New preprint: "Sensorimotor distance: A fully grounded measure of semantic similarity for 800 million concept pairs"

Together with my colleague and lab PILouise Connell, I have developed a new measure of semantic distance between concepts. It is based on the senses and body parts involved in experiencing those concepts — in other words it is fully grounded in sensorimotor experience. This sets it aside from other measures of semantic distance, such as those based on distributions of words in language, on encyclopaedic databases, or on lists of properties or features. It also is fairly comprehensive (thanks to the expansive norms collected by colleagues), with distances available for nearly 800,000,000 pairs of concepts.
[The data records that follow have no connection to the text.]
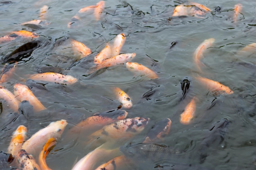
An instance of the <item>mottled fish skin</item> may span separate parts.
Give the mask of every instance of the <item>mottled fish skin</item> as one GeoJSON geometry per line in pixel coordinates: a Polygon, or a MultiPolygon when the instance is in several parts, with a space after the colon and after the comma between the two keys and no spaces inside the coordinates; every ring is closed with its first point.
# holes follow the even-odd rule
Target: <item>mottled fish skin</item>
{"type": "Polygon", "coordinates": [[[204,138],[200,145],[198,152],[200,163],[203,163],[209,155],[208,148],[211,146],[220,144],[224,139],[224,136],[227,130],[227,126],[229,124],[227,119],[224,118],[217,121],[210,129],[209,135],[204,138]]]}

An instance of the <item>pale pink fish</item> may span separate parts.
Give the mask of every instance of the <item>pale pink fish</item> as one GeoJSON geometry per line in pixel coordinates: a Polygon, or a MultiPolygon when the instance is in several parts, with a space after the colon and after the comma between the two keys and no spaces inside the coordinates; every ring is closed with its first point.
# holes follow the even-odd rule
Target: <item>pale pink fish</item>
{"type": "Polygon", "coordinates": [[[35,156],[38,154],[43,146],[51,138],[61,138],[67,123],[62,119],[51,122],[45,128],[38,131],[24,142],[22,148],[35,156]]]}
{"type": "Polygon", "coordinates": [[[106,46],[94,57],[94,63],[96,64],[101,64],[104,59],[111,57],[112,56],[111,48],[107,43],[106,46]]]}
{"type": "Polygon", "coordinates": [[[200,70],[201,70],[200,66],[203,65],[200,61],[203,57],[203,53],[208,48],[212,46],[214,41],[215,41],[215,39],[213,38],[205,40],[195,49],[194,53],[193,60],[195,65],[200,70]]]}
{"type": "Polygon", "coordinates": [[[7,106],[15,112],[19,113],[18,110],[20,105],[19,101],[15,96],[5,88],[0,86],[0,98],[6,102],[7,106]]]}
{"type": "Polygon", "coordinates": [[[158,78],[158,76],[155,73],[143,65],[131,62],[126,62],[126,65],[129,71],[137,74],[145,75],[146,77],[152,79],[158,78]]]}
{"type": "Polygon", "coordinates": [[[27,128],[20,125],[13,132],[11,140],[8,148],[8,152],[15,156],[21,149],[23,142],[27,139],[27,128]]]}
{"type": "Polygon", "coordinates": [[[67,85],[72,84],[77,82],[77,79],[71,75],[52,72],[33,74],[29,76],[29,79],[67,85]]]}
{"type": "Polygon", "coordinates": [[[124,33],[118,34],[115,38],[112,47],[112,55],[115,56],[119,54],[121,49],[126,40],[125,35],[124,33]]]}
{"type": "Polygon", "coordinates": [[[125,92],[118,87],[114,87],[113,91],[117,98],[121,103],[122,107],[130,108],[132,106],[132,99],[125,92]]]}
{"type": "Polygon", "coordinates": [[[38,112],[46,109],[25,85],[16,83],[14,84],[14,95],[17,99],[20,102],[23,100],[29,101],[33,106],[34,111],[38,112]]]}

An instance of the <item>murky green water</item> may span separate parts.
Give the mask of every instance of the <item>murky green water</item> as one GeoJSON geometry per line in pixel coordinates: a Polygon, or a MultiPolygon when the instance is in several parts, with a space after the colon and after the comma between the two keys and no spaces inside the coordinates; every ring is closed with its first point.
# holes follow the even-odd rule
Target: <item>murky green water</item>
{"type": "MultiPolygon", "coordinates": [[[[60,38],[67,36],[81,42],[92,52],[72,66],[64,68],[66,70],[63,73],[75,77],[78,83],[71,86],[49,83],[45,85],[47,91],[32,89],[47,109],[31,115],[29,123],[24,117],[17,117],[2,101],[0,150],[6,152],[11,133],[20,124],[28,126],[30,137],[52,121],[65,119],[69,124],[68,129],[81,117],[117,108],[120,104],[115,99],[111,88],[118,86],[132,99],[133,106],[126,109],[128,117],[139,116],[151,119],[145,130],[125,141],[125,144],[141,142],[156,122],[169,118],[172,121],[171,130],[161,144],[181,149],[188,148],[186,156],[177,160],[178,163],[199,165],[215,170],[255,169],[253,161],[256,156],[256,59],[255,53],[241,56],[237,52],[256,41],[256,2],[203,0],[196,2],[213,12],[203,18],[172,18],[175,6],[184,2],[108,0],[105,1],[100,21],[96,22],[92,13],[80,14],[81,22],[71,29],[67,28],[67,23],[77,11],[97,1],[21,0],[0,4],[0,35],[21,29],[33,31],[39,35],[40,43],[44,44],[30,57],[18,62],[13,78],[2,84],[10,91],[13,91],[15,83],[25,83],[26,75],[37,73],[37,66],[47,64],[43,62],[55,52],[52,50],[52,46],[60,38]],[[243,4],[243,10],[235,23],[233,9],[238,3],[243,4]],[[20,25],[38,19],[40,9],[44,5],[49,7],[45,20],[50,24],[34,30],[20,25]],[[147,80],[143,77],[135,77],[122,65],[94,76],[87,76],[88,69],[93,65],[94,56],[107,42],[112,41],[121,33],[126,35],[121,52],[136,53],[132,62],[157,72],[159,79],[147,80]],[[194,64],[193,53],[204,40],[212,38],[216,41],[204,53],[202,61],[206,66],[200,72],[194,64]],[[47,42],[50,45],[47,45],[47,42]],[[176,44],[171,48],[173,42],[176,44]],[[213,96],[195,79],[198,74],[229,86],[234,93],[213,96]],[[182,100],[181,82],[185,78],[189,79],[191,84],[182,100]],[[151,89],[155,92],[150,96],[150,99],[143,98],[151,89]],[[179,115],[195,95],[199,99],[195,117],[190,124],[182,124],[179,115]],[[224,118],[228,119],[230,124],[223,141],[220,144],[213,141],[207,150],[209,156],[200,164],[196,156],[198,146],[213,124],[224,118]]],[[[0,45],[2,60],[27,42],[21,40],[0,45]]],[[[68,137],[65,136],[65,132],[63,135],[47,157],[47,162],[52,170],[71,169],[76,160],[92,151],[83,145],[82,140],[72,144],[65,143],[65,139],[68,137]]],[[[111,155],[108,155],[104,161],[111,158],[111,155]]],[[[137,165],[138,169],[154,168],[137,165]]]]}

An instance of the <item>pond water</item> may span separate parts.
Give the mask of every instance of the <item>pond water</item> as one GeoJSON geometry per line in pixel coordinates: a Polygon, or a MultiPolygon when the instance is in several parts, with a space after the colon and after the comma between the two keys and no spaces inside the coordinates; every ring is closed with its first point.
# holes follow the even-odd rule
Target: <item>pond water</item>
{"type": "MultiPolygon", "coordinates": [[[[38,66],[57,65],[47,58],[51,55],[70,55],[68,49],[53,48],[59,40],[67,38],[75,40],[92,52],[86,57],[61,66],[65,69],[63,74],[78,79],[76,83],[66,86],[45,82],[47,91],[32,89],[47,109],[30,115],[28,120],[22,115],[17,116],[1,99],[0,150],[7,152],[12,133],[20,124],[27,126],[30,137],[51,122],[65,119],[68,122],[66,130],[46,161],[52,170],[71,169],[78,160],[93,150],[93,147],[84,144],[86,139],[83,137],[76,143],[65,142],[69,138],[67,130],[94,113],[117,109],[120,103],[111,88],[117,86],[132,100],[131,108],[123,108],[128,113],[127,117],[150,119],[144,131],[132,138],[121,140],[122,144],[117,144],[117,147],[142,142],[156,122],[169,118],[172,121],[170,132],[159,144],[186,150],[185,156],[175,159],[175,163],[214,170],[255,169],[256,50],[249,55],[240,54],[238,51],[255,42],[256,1],[198,0],[195,2],[207,7],[212,12],[202,18],[172,17],[175,7],[186,2],[107,0],[99,21],[95,20],[92,13],[79,14],[81,20],[70,28],[67,28],[67,24],[81,8],[95,5],[98,1],[0,2],[0,35],[23,29],[38,34],[40,43],[31,54],[18,61],[11,78],[2,83],[2,86],[10,91],[13,92],[16,83],[25,84],[27,75],[37,73],[38,66]],[[242,4],[243,9],[235,22],[234,9],[238,3],[242,4]],[[47,24],[41,24],[39,29],[21,24],[31,20],[41,19],[40,9],[43,5],[49,7],[45,18],[47,24]],[[112,42],[122,33],[126,35],[126,40],[121,53],[135,53],[132,62],[155,71],[158,79],[148,80],[145,76],[135,76],[123,64],[99,74],[88,75],[89,68],[94,64],[94,56],[107,42],[112,42]],[[205,40],[211,38],[215,41],[204,53],[202,62],[205,66],[199,71],[193,61],[194,52],[205,40]],[[195,79],[198,75],[220,82],[229,87],[234,93],[214,96],[195,79]],[[190,85],[183,99],[181,83],[184,79],[188,79],[190,85]],[[143,97],[151,89],[155,92],[149,99],[143,97]],[[195,117],[189,124],[181,124],[180,115],[195,96],[198,99],[195,117]],[[229,124],[223,134],[223,140],[220,143],[212,139],[207,150],[208,156],[200,163],[197,157],[200,144],[209,136],[213,125],[223,118],[227,119],[229,124]]],[[[8,54],[30,40],[20,39],[0,44],[1,68],[4,67],[4,59],[8,54]]],[[[113,157],[107,155],[94,168],[113,157]]],[[[132,168],[164,168],[139,163],[132,166],[132,168]]]]}

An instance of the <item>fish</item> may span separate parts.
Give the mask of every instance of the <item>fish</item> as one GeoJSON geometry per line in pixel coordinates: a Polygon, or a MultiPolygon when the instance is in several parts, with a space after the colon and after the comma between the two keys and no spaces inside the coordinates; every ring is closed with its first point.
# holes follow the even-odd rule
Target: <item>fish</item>
{"type": "Polygon", "coordinates": [[[186,105],[184,111],[180,114],[180,122],[182,124],[187,125],[191,122],[194,119],[196,105],[195,104],[196,97],[194,97],[190,102],[186,105]]]}
{"type": "Polygon", "coordinates": [[[27,127],[20,125],[13,132],[11,142],[7,149],[8,152],[12,155],[16,155],[18,151],[21,149],[23,142],[27,139],[27,127]]]}
{"type": "Polygon", "coordinates": [[[113,56],[117,55],[119,54],[121,49],[125,42],[125,34],[124,33],[118,34],[115,38],[112,49],[113,56]]]}
{"type": "Polygon", "coordinates": [[[95,170],[123,169],[132,163],[130,159],[123,155],[115,157],[108,162],[99,166],[95,170]]]}
{"type": "Polygon", "coordinates": [[[203,65],[200,61],[203,56],[203,53],[207,49],[212,46],[214,41],[215,39],[213,38],[205,40],[198,46],[194,53],[193,57],[194,62],[200,71],[201,71],[200,66],[203,65]]]}
{"type": "Polygon", "coordinates": [[[45,162],[46,157],[50,152],[50,148],[56,144],[56,139],[54,137],[52,137],[47,141],[44,146],[43,150],[40,152],[38,158],[39,166],[41,169],[44,170],[52,170],[48,167],[45,162]]]}
{"type": "Polygon", "coordinates": [[[121,54],[103,60],[101,64],[91,68],[93,70],[98,70],[104,67],[111,67],[116,64],[123,64],[131,60],[136,55],[135,53],[121,54]]]}
{"type": "Polygon", "coordinates": [[[65,119],[51,122],[25,141],[22,149],[25,150],[27,153],[36,155],[49,139],[53,137],[58,139],[60,138],[67,124],[65,119]]]}
{"type": "Polygon", "coordinates": [[[224,86],[218,82],[207,78],[198,76],[195,77],[201,84],[207,88],[214,95],[233,94],[234,92],[228,86],[224,86]]]}
{"type": "Polygon", "coordinates": [[[97,148],[81,158],[74,166],[72,170],[93,170],[98,162],[102,161],[104,159],[109,157],[109,155],[115,157],[120,154],[118,148],[106,150],[101,148],[103,145],[97,148]]]}
{"type": "Polygon", "coordinates": [[[0,86],[0,97],[6,102],[9,107],[14,111],[18,113],[20,102],[11,92],[0,86]]]}
{"type": "Polygon", "coordinates": [[[41,102],[25,84],[16,83],[14,86],[14,93],[20,101],[27,100],[33,106],[34,111],[38,112],[46,109],[41,102]]]}
{"type": "Polygon", "coordinates": [[[17,67],[17,62],[7,63],[2,70],[2,74],[0,75],[0,83],[6,82],[12,75],[17,67]]]}
{"type": "Polygon", "coordinates": [[[209,134],[199,145],[198,152],[200,163],[204,163],[209,155],[209,148],[214,144],[220,144],[223,141],[229,124],[229,121],[227,118],[224,118],[215,123],[213,127],[209,130],[209,134]]]}
{"type": "Polygon", "coordinates": [[[77,82],[77,79],[71,75],[52,72],[32,74],[29,75],[28,78],[65,85],[72,84],[77,82]]]}
{"type": "Polygon", "coordinates": [[[125,64],[129,71],[137,74],[145,75],[145,77],[151,79],[158,78],[158,76],[155,73],[146,66],[136,62],[126,62],[125,64]]]}
{"type": "Polygon", "coordinates": [[[41,170],[32,155],[24,149],[19,151],[16,158],[20,170],[41,170]]]}
{"type": "Polygon", "coordinates": [[[130,108],[132,106],[132,99],[125,92],[118,87],[114,87],[113,92],[121,104],[122,107],[130,108]]]}
{"type": "Polygon", "coordinates": [[[88,131],[90,131],[88,132],[92,133],[99,130],[104,126],[125,119],[128,114],[126,111],[121,110],[112,110],[95,113],[79,123],[70,129],[69,131],[72,133],[78,133],[81,131],[87,130],[88,131]]]}
{"type": "Polygon", "coordinates": [[[106,125],[89,136],[91,140],[128,139],[142,131],[150,120],[149,118],[126,118],[106,125]]]}
{"type": "Polygon", "coordinates": [[[237,17],[239,13],[241,13],[242,8],[243,5],[241,4],[237,4],[235,5],[234,9],[235,13],[234,13],[234,16],[233,16],[233,20],[234,22],[236,22],[237,17]]]}
{"type": "Polygon", "coordinates": [[[87,57],[91,53],[91,50],[81,42],[74,40],[70,40],[71,48],[75,54],[80,55],[79,60],[87,57]]]}
{"type": "Polygon", "coordinates": [[[94,62],[96,64],[101,64],[102,61],[112,56],[111,48],[109,44],[107,44],[106,46],[94,57],[94,62]]]}
{"type": "Polygon", "coordinates": [[[142,143],[154,143],[157,140],[162,140],[169,133],[171,122],[168,118],[164,119],[157,122],[142,143]]]}

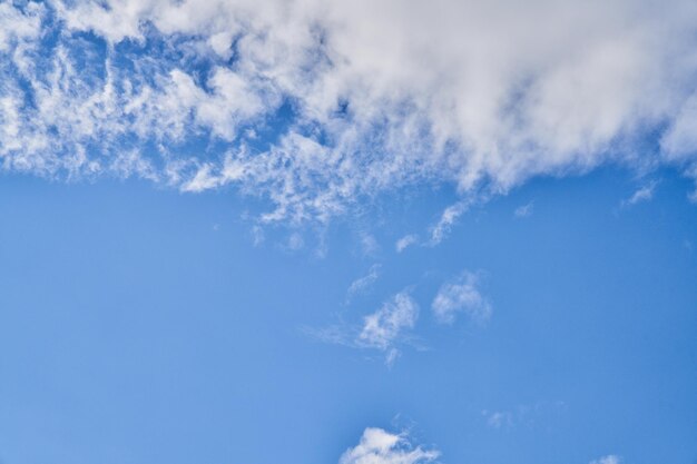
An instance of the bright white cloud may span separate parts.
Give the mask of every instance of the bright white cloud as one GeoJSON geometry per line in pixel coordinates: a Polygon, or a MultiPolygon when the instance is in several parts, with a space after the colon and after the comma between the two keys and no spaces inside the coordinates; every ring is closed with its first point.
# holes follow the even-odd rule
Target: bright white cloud
{"type": "Polygon", "coordinates": [[[452,324],[458,313],[464,313],[472,320],[487,322],[491,317],[492,308],[479,286],[479,276],[470,272],[443,284],[431,304],[435,318],[440,323],[452,324]]]}
{"type": "Polygon", "coordinates": [[[619,463],[621,463],[620,457],[617,455],[610,454],[608,456],[591,461],[589,464],[619,464],[619,463]]]}
{"type": "Polygon", "coordinates": [[[410,444],[405,434],[392,434],[382,428],[369,427],[361,442],[338,460],[338,464],[424,464],[433,462],[440,453],[410,444]]]}
{"type": "Polygon", "coordinates": [[[606,162],[697,178],[696,32],[690,0],[2,3],[0,162],[233,185],[296,223],[414,184],[470,198],[606,162]]]}

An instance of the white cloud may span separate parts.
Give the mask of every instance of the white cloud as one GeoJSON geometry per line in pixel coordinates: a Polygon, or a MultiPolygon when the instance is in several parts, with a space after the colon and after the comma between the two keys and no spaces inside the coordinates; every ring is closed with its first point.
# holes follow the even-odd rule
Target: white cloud
{"type": "Polygon", "coordinates": [[[416,235],[414,234],[405,235],[404,237],[396,240],[396,243],[394,244],[394,249],[396,249],[396,253],[402,253],[410,246],[416,244],[418,241],[419,241],[419,237],[416,235]]]}
{"type": "Polygon", "coordinates": [[[642,203],[642,201],[649,201],[651,198],[654,198],[654,192],[656,191],[656,186],[658,185],[658,182],[656,180],[652,180],[650,182],[648,182],[647,185],[640,187],[639,189],[637,189],[631,197],[629,197],[626,200],[622,200],[621,205],[622,206],[631,206],[631,205],[636,205],[638,203],[642,203]]]}
{"type": "Polygon", "coordinates": [[[589,464],[619,464],[619,463],[621,463],[621,458],[615,454],[610,454],[608,456],[591,461],[589,464]]]}
{"type": "Polygon", "coordinates": [[[530,201],[526,205],[521,205],[513,211],[513,216],[518,218],[523,218],[532,215],[532,210],[534,209],[534,203],[530,201]]]}
{"type": "MultiPolygon", "coordinates": [[[[49,6],[0,4],[4,169],[234,185],[273,203],[264,220],[295,223],[409,185],[470,198],[608,162],[697,179],[690,0],[49,6]],[[658,154],[641,149],[646,134],[658,154]],[[140,160],[116,162],[122,152],[140,160]]],[[[448,208],[430,244],[465,210],[448,208]]]]}
{"type": "Polygon", "coordinates": [[[351,303],[354,296],[366,292],[373,284],[375,284],[377,277],[380,277],[380,267],[381,266],[379,264],[374,264],[371,266],[366,275],[359,277],[351,283],[348,289],[346,290],[346,303],[351,303]]]}
{"type": "Polygon", "coordinates": [[[405,434],[369,427],[361,442],[341,456],[338,464],[424,464],[439,455],[435,450],[412,446],[405,434]]]}
{"type": "Polygon", "coordinates": [[[419,318],[419,305],[406,290],[394,295],[380,309],[363,318],[363,327],[356,342],[366,347],[387,353],[387,361],[395,358],[392,353],[404,330],[414,327],[419,318]]]}
{"type": "Polygon", "coordinates": [[[443,284],[431,304],[436,320],[452,324],[458,313],[464,313],[472,320],[487,322],[491,317],[492,308],[480,293],[479,286],[479,276],[467,270],[443,284]]]}
{"type": "Polygon", "coordinates": [[[443,241],[460,216],[462,216],[469,208],[469,200],[458,201],[457,204],[445,208],[438,223],[431,227],[431,240],[429,244],[433,246],[443,241]]]}
{"type": "Polygon", "coordinates": [[[487,425],[492,428],[510,427],[513,425],[513,415],[508,411],[482,411],[487,425]]]}

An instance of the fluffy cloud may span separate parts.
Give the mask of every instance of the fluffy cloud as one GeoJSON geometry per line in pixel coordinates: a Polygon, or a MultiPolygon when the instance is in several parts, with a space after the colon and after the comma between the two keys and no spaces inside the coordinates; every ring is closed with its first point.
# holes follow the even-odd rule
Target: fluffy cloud
{"type": "Polygon", "coordinates": [[[414,184],[697,178],[696,24],[688,0],[3,3],[0,162],[232,185],[296,223],[414,184]]]}
{"type": "Polygon", "coordinates": [[[405,435],[395,435],[382,428],[366,428],[361,442],[347,450],[338,464],[424,464],[440,453],[413,447],[405,435]]]}
{"type": "Polygon", "coordinates": [[[479,290],[479,280],[477,274],[464,272],[458,278],[443,284],[431,304],[435,318],[441,323],[452,324],[458,313],[464,313],[473,320],[488,320],[492,308],[479,290]]]}

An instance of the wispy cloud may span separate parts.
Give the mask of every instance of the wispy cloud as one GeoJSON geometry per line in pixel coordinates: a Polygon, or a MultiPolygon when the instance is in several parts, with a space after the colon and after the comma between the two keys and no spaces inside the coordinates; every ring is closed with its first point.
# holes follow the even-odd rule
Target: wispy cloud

Two panels. Both show arrangement of dots labelled with concepts. Left panel: select nouns for tools, emotions, fruit and celestial objects. Right panel: select verbs for leg, hand, mouth and cognitive actions
Left panel: select nouns for tools, emotions, fruit and celestial objects. Right panel: select verbs for leg, hand, mouth and cognitive actions. Within each panel, positions are based on sensorimotor distances between concepts, transformed into two dimensions using Sammon mapping.

The measure is described in a new preprint, and you can search, visualise and play around with the distances (e.g. the above image) using an online app I also developed.

Let us know if you do anything cool with it!

New preprint: "Linguistic Distributional Knowledge and Sensorimotor Grounding both Contribute to Semantic Category Production"

My colleagues Briony Banks, Louise Connell and I recently submitted a paper reporting research we've been doing at Lancaster University over the last year.

Needless to say, the Covid-19 lockdowns in the UK have been a substantial impediment to this work, so it's really good to see it finally complete.

A figure taken from the paper preprint. The computational model has two components, "linguistic" and "sensorimotor". The linguistic component is illustrated by colour spreading through a network of connected concepts ("animal", "husbandry", "horse", "cow", etc.). The sensorimotor component is illustrated with bubbles of colour growing and popping, creating new circles as they meet new points in the space ("animal", "cat", "rain", etc.). In the centre, the list of all concepts reached in either component are listed.
Schematic illustration of the computational model operating for an example category.

New preprint: "Understanding the role of linguistic distributional knowledge in cognition"

I have recently submitted a paper based on some work I have been doing at my job at the Embodied Cognition Lab at Lancaster University. In it, we look at a large set of linguistic distributional models commonly used in cognitive psychology, evaluating each on a benchmark behavioural dataset.

Linguistic distributional models are computer models of knowledge, which learn representations of words and their associations from statistical regularities in huge collections of natural language text, such as databases of TV subtitles. The idea is that, just like people, these algorithms can learn something about the meanings of words by only observing how they are used, rather than through direct experience of their referents. To the degree that they do, they can then be used to model the kind of knowledge which people could gain in the same way. These models can be made to perform various tasks which rely on language, or predict how humans will perform these tasks under experimental conditions, and in this way we can evaluate them as models of human semantic memory.

We show, perhaps unsurprisingly*, that different kinds of models are better or worse at capturing different aspects of human semantic processes.

A preprint of the report is available on Psyarxiv.

*unsurprising to you as you read this, perhaps, but actually this is the largest systematic comparison of models as-yet undertaken, and thereby the first to actually effectively weigh the evidence on this question.